Uncategorized

Back to basics: The Big O

Big O notation questions are very popular interview questions for companies who are looking to find talented and promising candidates. Graduates can very easily miss out on an amazing career opportunity if they are not well revised with the topic. While there are plenty of cheat sheets out there to help jog your memory, this post is intended as a guide to help introduce or revise the basics of Big O.

Understanding Big O notation is a good first step towards designing good functions, alogirthms and complex systems. It is a relative mathematical representation to describe the complexity a given algorithm’s upper bound. In simple terms an algorithm will take no more than ‘this’ many steps to complete and allows us to compare it one to another algorithm. What we measure using Big O is not fixed, we can apply Big O notation to describe any independent criteria such as Memory usage, CPU usage and can also show the trade off of these criteria. For the purposes of this post I will express these criteria as “operations” or “operational cost”.

Big O can be a good tool to compare scalability (growth) of a algorithm, function or system. Big O is used to find the upper bound of an algorithm, we can combine it with Big Omega (lower bound) to give us Big Theta (tight bound) which would give us a combination of both upper and lower bounds. Below is a quick breakdown of what bounds mean.

Big O – An algorithm will take no more than ‘this’  many steps to complete.

Big Omega – An algorithm will take at least ‘this’ many steps to complete.

Big Theta – An algorithm will take exactly ‘this’ many steps to complete.

Please note this is not a system to compare the best case average case and worst case scenarios each one of the Big X’s can express its own best, worst and average case. We’re going to be sticking to Big-O for this post as upper bounds is a good place to start.

Big O

Before jumping into code and testing, I’d like to make a list of classes of functions that are commonly encountered. The most scalable are listed first and the worst are at the bottom. I have omitted a few from the list but have included them near the bottom of this post.

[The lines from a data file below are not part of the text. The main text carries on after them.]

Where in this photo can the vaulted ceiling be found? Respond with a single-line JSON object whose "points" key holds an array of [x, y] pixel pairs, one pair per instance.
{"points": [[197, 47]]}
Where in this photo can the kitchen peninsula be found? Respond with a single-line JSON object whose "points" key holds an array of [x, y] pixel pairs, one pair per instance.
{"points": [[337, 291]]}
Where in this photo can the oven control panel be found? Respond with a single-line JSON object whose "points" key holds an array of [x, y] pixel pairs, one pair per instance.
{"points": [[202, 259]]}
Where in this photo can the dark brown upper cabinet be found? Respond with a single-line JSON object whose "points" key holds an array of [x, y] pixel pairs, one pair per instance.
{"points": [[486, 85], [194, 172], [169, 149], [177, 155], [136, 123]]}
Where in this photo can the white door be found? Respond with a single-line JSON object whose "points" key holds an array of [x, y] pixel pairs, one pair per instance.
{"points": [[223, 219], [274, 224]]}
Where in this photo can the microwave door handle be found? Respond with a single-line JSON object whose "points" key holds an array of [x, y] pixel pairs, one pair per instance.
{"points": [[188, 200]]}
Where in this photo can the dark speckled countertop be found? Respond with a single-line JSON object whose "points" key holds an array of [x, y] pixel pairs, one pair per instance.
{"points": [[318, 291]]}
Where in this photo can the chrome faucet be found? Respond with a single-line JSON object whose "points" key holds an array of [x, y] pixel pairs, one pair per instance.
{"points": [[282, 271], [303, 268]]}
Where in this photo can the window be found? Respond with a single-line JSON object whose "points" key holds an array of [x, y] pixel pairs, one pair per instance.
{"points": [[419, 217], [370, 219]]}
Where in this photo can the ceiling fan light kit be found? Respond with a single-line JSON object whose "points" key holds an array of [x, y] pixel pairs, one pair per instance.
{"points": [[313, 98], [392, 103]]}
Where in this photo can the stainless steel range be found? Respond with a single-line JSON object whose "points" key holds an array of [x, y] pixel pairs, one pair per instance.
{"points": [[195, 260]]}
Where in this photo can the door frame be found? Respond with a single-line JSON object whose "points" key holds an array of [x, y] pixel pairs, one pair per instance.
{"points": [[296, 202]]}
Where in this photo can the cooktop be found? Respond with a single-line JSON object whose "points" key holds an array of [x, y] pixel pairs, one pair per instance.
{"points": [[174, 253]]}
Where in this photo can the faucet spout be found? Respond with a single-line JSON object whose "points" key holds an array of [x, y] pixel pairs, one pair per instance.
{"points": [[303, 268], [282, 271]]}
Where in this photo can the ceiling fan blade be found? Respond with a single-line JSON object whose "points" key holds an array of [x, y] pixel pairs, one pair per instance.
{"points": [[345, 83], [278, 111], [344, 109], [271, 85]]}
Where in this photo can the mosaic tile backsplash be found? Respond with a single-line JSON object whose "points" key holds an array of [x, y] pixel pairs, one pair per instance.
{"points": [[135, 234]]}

Notation                 Name

O(1)                         Constant

O(log n)                  Logarithmic

O(N)                        Linear

O(N2)                      Quadratic

O(2N)                      Exponential

To better illustrate the differences a graph is a good graphical representation of the notations above. click here if the image below is not clear or cannot be viewed.

graph
A graph showing Big O notation expressed as functions rendered on a graph. X axis is Elements and Y axis is Operations. Generated using http://www.desmos.com

Constant

Constant will always have the operation remain at a constant regardless of how many elements you have. For example given a dataset of 1 it will take 1 operation. if we increase the items to 10, 100 or 1000 the operational cost will always be 1.  It behaves the same no matter what.

Logarithmic

In logarithmic complexity the operational cost does increase with the size of the data set. However the relationship between elements and operations are not proportional. This makes logarithmic algorithms very scalable. It may not be clear in the graph above, but logarithmic scaling means that a data set of 10 may have an operational cost of 1. 100 takes two seconds. 1000 takes 3 seconds and so on.

Linear

This one is the easiest to remember. The growth in data is directly proportional to the growth in operation expense. If the data set grows by a given factor the operation time will also increase by the same factor. A data set of 10 would take 10 operations, 20 would take 20 operations. 30 would make 30 and so on.

Quadratic

Having an algorithm that completes at this this point and beyond are very bad at scaling. A data set of 1 would have a cost of 1, 10 would cost 100, 100 would cost 10000. Its clear here that the rate in which the operational cost grows is very quick to the number of elements.

Exponential

For each new element you add here the operational cost will increase by a factor of 2. This means 1 item will take 1 second. 2 would be 2. 3 would be 9. 4 is 16. by the time we get to 10 the operational cost has grown to 1024, by 100 the cost would be 1,267,650,600,228,229,401,496,703,205,376. An example I like to give to exponential growth is folding a piece of paper in half again and again. The world record at the time of writing this is 13 and thats using industrial toilet paper taped together at 1.2km long. This means that the end product has 8192 layers. Looking back at our previous example, 10 folds would have produced 1024, by increasing our elements by two we will have increased the cost by a factor of 8.

More examples

To reduce cluttering the graph I limited the number of examples given, below are some more classes of functions.

Log Linear – O(n log n)

Log linear would sit between Linear and Quadratic, this can be expressed with O(n log n). This is slower then Linear alone as the operational cost would increase at proportional plus a logarithmic rate. A data set of 1 would take 2 operations, 10 items takes 12 and 100 would be 103.

Cubic – O(N^3)

Cubic would sit between Quadratic and Exponential. It increases operational cost at a rate of the number of elements cubed. 13 is 1. 103 would be 1000 and 100 would be 1,000,000. notice how cubic is very similar to quadratic.

Factorial – O(N!)

Factorial would sit at the very end of the list after Exponential. It grows faster than exponential.